Relator da ONU sobre escravidão contemporânea, Tomoya Obokata, participa de coletiva no Rio de Janeiro.
Foto: UNIC Rio/Juliana Viegas
O legado da escravidão e do colonialismo, somado a interesses empresariais, segue alimentando formas contemporâneas de escravidão no Brasil. A conclusão é de Tomoya Obokata, Relator Especial das Nações Unidas sobre formas contemporâneas de escravidão, ao final de visita oficial ao país.
Entre os dias 18 e 29 de agosto, Obokata percorreu diferentes estados brasileiros. Além de Brasília, esteve em São Paulo, Marabá, Belo Horizonte e Rio de Janeiro, onde se reuniu com autoridades governamentais, representantes da sociedade civil, trabalhadores de diversos setores, além de vítimas e sobreviventes de formas contemporâneas de escravidão. O Relator agradeceu ao Governo Federal pelo convite e pela cooperação durante toda a visita.
Segundo o especialista, altos níveis de exploração do trabalho, exploração sexual e criminal, servidão doméstica, trabalho infantil e casamento infantil continuam presentes no Brasil, apesar da existência de marcos legislativos, políticos e institucionais considerados robustos.
“Estou profundamente preocupado com os relatos compartilhados comigo, particularmente por povos indígenas, pessoas afrodescendentes – incluindo comunidades quilombolas –, mulheres que trabalham no setor doméstico, bem como migrantes e refugiados”, declarou Obokata.
Para o Relator, as manifestações atuais da escravidão estão enraizadas no comércio transatlântico de africanos escravizados e no colonialismo, que normalizaram a exploração de populações historicamente marginalizadas.
Ele destacou que muitos trabalhadores, inclusive crianças, ficam presos a um ciclo vicioso de pobreza intergeracional. “Quando abusos de direitos humanos são denunciados, trabalhadores e defensores sofrem ameaças de empregadores e outros atores, o que reforça a impunidade e dificulta o acesso à justiça e à reparação”, afirmou.
Obokata também relacionou as formas contemporâneas de escravidão à destruição ambiental na Amazônia e em outras regiões, impulsionada por grilagem de terras, exploração madeireira, mineração, produção de carvão vegetal, pecuária, expansão do agronegócio e tráfico de drogas. Esses fatores, segundo ele, resultam em graves violações dos direitos de povos indígenas, quilombolas e comunidades tradicionais, que acabam forçados a migrar e a aceitar trabalhos exploratórios.

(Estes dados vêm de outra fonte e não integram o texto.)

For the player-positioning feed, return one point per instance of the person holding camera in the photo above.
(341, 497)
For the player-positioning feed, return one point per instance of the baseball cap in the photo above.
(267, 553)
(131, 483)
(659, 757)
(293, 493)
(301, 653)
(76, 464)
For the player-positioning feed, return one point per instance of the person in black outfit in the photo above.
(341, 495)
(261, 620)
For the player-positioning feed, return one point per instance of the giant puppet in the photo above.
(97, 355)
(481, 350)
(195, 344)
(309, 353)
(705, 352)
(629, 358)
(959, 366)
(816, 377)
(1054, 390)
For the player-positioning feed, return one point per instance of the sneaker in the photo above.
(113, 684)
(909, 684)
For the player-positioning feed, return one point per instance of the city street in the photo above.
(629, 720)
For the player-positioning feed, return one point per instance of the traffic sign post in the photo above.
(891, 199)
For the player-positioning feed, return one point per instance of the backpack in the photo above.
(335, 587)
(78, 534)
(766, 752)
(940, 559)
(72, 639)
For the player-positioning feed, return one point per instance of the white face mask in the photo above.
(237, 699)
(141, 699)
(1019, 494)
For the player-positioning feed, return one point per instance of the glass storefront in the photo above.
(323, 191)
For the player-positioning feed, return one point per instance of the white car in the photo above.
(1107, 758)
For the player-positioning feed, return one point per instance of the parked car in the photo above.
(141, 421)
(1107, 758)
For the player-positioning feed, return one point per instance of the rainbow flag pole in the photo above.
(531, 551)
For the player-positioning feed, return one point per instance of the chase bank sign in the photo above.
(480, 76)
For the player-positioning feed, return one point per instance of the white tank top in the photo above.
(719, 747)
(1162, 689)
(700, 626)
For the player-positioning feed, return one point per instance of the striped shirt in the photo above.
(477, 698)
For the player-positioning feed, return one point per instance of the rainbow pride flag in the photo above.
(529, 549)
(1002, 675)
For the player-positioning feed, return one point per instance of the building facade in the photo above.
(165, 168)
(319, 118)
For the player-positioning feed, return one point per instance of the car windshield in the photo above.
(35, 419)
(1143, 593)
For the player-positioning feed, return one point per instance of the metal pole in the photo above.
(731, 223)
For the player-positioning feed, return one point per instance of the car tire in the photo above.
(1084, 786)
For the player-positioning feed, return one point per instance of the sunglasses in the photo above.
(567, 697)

“Os setores mais afetados incluem a agricultura, como o café e a cana-de-açúcar, além da construção civil, indústria têxtil, hotelaria, serviços, pecuária, exploração madeireira, mineração e produção de carvão vegetal”, afirmou o Relator Especial.
Ele ressaltou ainda que a falta de alternativas obriga trabalhadores a se deslocarem pelo país para atividades sazonais: “É urgente garantir condições dignas de vida e de trabalho em áreas rurais e remotas. Isso poderia evitar a necessidade de trabalhadores migrarem internamente para participar da colheita do café e outros produtos em condições de exploração, um modelo que também tem um alto custo para suas famílias.”
O Relator reconheceu políticas brasileiras importantes, como a “lista suja” que responsabiliza empresas flagradas explorando trabalhadores em condições análogas à escravidão. Também citou iniciativas setoriais que buscam promover compromissos voluntários de empresas com o trabalho digno.
“Há exemplos positivos, como o Pacto Nacional do Café, o Pacto Nacional pelo Trabalho Digno na Agricultura e pactos regionais na indústria do vinho, que visam promover o diálogo social entre empresas e trabalhadores. No entanto, esses instrumentos ainda precisam de maior adesão e de mecanismos robustos para monitorar sua implementação”, alertou.
Apesar dos avanços, o Relator apontou falhas significativas na aplicação das medidas, sobretudo nos níveis estadual e municipal, além de práticas de corrupção que permitem a empresas burlar a lei.
“O Brasil precisa enfrentar seu legado de escravidão e colonialismo, reduzindo profundas desigualdades raciais, socioeconômicas e geográficas, redistribuindo recursos de forma justa e protegendo os direitos humanos daqueles que historicamente mais sofreram”, concluiu. O relatório completo da visita será apresentado por Obokata ao Conselho de Direitos Humanos da ONU em setembro de 2025.